Em um movimento inédito na política pernambucana, a governadora Raquel Lyra, do PSD, homologará sua candidatura à reeleição sem uma chapa completa. O enredo se complica com a federação União Progressista, que anunciou a data de sua convenção para o dia 5 de agosto, apenas três dias após o evento da governadora, agendado para o dia 2.
O principal ponto de tensão envolve a indicação do candidato ao Senado. A federação deve confirmar, até o fim do prazo, o deputado Eduardo da Fonte, do PP, como o nome escolhido para uma das vagas. Essa decisão já contava com o apoio da maioria da direção local da União Progressista, que se reuniu no início deste mês. Contudo, Raquel Lyra almeja incluir na chapa o ex-prefeito Miguel Coelho, do União Brasil, como um de seus senadores.
Candidatura Limitada e Desafios à Vista
Frente a essa situação, a governadora se verá obrigada a homologar apenas sua própria candidatura, a da vice, Priscila Krause, e a do pré-candidato ao Senado, Túlio Gadelha, que são todos do seu partido.
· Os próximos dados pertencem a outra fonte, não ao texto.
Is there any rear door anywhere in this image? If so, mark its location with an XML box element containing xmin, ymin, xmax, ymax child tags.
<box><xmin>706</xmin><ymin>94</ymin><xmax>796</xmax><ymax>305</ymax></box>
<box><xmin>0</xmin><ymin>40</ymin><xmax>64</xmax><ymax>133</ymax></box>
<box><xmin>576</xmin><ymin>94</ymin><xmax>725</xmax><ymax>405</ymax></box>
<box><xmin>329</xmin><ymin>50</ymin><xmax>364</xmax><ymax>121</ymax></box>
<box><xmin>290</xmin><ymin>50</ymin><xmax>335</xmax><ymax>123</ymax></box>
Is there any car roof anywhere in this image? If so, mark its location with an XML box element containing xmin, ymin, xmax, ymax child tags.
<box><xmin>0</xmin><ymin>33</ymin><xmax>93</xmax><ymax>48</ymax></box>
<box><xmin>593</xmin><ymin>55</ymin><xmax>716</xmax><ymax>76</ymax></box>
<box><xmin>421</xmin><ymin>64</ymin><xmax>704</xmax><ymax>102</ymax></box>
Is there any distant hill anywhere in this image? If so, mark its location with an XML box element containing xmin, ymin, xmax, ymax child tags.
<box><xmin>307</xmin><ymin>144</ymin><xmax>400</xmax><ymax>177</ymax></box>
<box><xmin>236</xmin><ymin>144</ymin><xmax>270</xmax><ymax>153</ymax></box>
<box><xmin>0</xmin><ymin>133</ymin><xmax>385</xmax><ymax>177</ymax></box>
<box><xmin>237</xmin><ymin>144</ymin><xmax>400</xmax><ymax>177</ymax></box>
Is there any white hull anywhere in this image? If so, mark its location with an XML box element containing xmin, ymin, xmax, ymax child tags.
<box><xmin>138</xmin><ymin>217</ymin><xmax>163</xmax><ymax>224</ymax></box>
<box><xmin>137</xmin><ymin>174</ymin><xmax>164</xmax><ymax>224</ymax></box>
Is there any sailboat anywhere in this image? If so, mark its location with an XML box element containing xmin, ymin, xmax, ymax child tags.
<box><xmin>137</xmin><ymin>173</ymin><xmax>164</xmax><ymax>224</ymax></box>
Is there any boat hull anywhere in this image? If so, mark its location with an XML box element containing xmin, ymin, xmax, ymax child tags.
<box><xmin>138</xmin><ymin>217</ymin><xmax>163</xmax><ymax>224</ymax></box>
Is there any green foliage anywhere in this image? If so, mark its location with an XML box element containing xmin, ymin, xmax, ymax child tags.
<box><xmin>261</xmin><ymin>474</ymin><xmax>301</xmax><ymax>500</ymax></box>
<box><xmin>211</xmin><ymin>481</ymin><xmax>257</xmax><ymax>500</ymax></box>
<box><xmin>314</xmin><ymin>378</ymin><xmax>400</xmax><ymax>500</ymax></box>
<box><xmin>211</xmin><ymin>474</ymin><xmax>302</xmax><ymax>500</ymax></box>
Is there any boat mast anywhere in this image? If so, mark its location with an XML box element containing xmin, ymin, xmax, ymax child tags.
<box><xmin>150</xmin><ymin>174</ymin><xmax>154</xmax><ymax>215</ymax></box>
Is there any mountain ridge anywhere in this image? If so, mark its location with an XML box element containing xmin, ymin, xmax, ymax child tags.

Esta chapa incompleta, restrita a membros do PSD, evidencia a limitada influência política de Raquel e suas dificuldades em unir um grupo forte para a disputa eleitoral.
Especialistas comentam que essa falta de um time coeso pode prejudicar o desempenho da governadora e de seus aliados nas próximas eleições, criando desafios significativos para a sua campanha em um cenário político já complexo.
A expectativa agora se volta para o que ocorrerá na convenção da federação e como esses desdobramentos impactarão a corrida eleitoral em Pernambuco.